Blog

Supreme Court rules on ERISA heath care reform

| Dec 29, 2020 | ERISA |

The Employment Retirement Income Security Act sets minimum federal standards for voluntarily established pensions and other benefit plans for employees. It also contains broad federal powers that block or preempt state regulation of certain health insurance plans. In a recent unanimous U.S. Supreme Court decision, however, the Court apparently reduced some of ERISA’s preemption powers restricting or eliminating a state’s regulation.

ERISA

ERISA has one of the broadest preemption clauses of any federal law. It prevents a state’s regulation of the administration of employee benefit plans in favor of federal regulatory power.

ERISA also governs employer-health care plans or insurance plans where employers are responsible for the full financial risk of its employee claims for health care benefits that are part of an employee benefit plan. In 2018, 61 percent of workers who had health insurance through their employer were enrolled in plans that fell into this category because they were partially self-funded. Partial self-insured plans require employers to pay claim costs but contain individual and aggregate stop losses limiting their liability.
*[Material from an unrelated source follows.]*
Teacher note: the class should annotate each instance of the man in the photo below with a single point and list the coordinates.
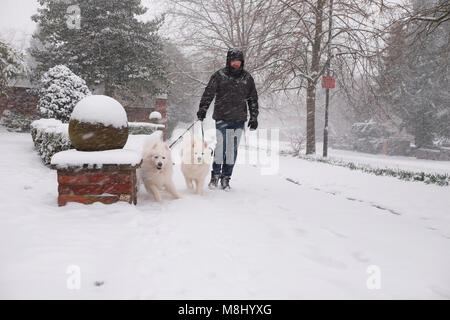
(234, 89)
There are restrictions to preemption. A state law must relate to an ERISA plan if it has a connection to or refers to an employee benefit plan. In the 1990s, the Supreme Court ruled that ERISA does not apply or does not preempt state plans which do not require a plan administrator to adopt certain structures or administrative choices.

Arkansas law

This case concerned Arkansas’ Act 900. It was intended to regulate drug pricing by placing requirements on pharmacy benefit managers to ensure that they do not undercut pharmacies by reimbursing them less than their costs for obtaining drugs from wholesalers.

The Court ruled that ERISA does not prevent Act 900’s application to employer-sponsored health insurance plans. It relied on several of its 1990s opinions. In one of those cases, the Court ruled that New York’s 13 percent surcharge on hospitals that used non-Blue Cross and Blue Shield insurers law was just a form of cost regulation which did not violate ERISA.

In this case, the Court found that Act 900 was a form of cost regulation that was not preempted because it did not require providers to structure plans in specific ways. Act 900 applied to all PBMs and pharmacies and did not have an impermissible connection with ERISA. It did not govern central plan administration or interfere with the national administration of the plan.

It has not been absolutely resolved how much New York and other states can reform health care without facing the risk of ERISA preemption. Attorneys can help develop compliant ERISA plans. Their assistance can help assure that the plans are administered properly.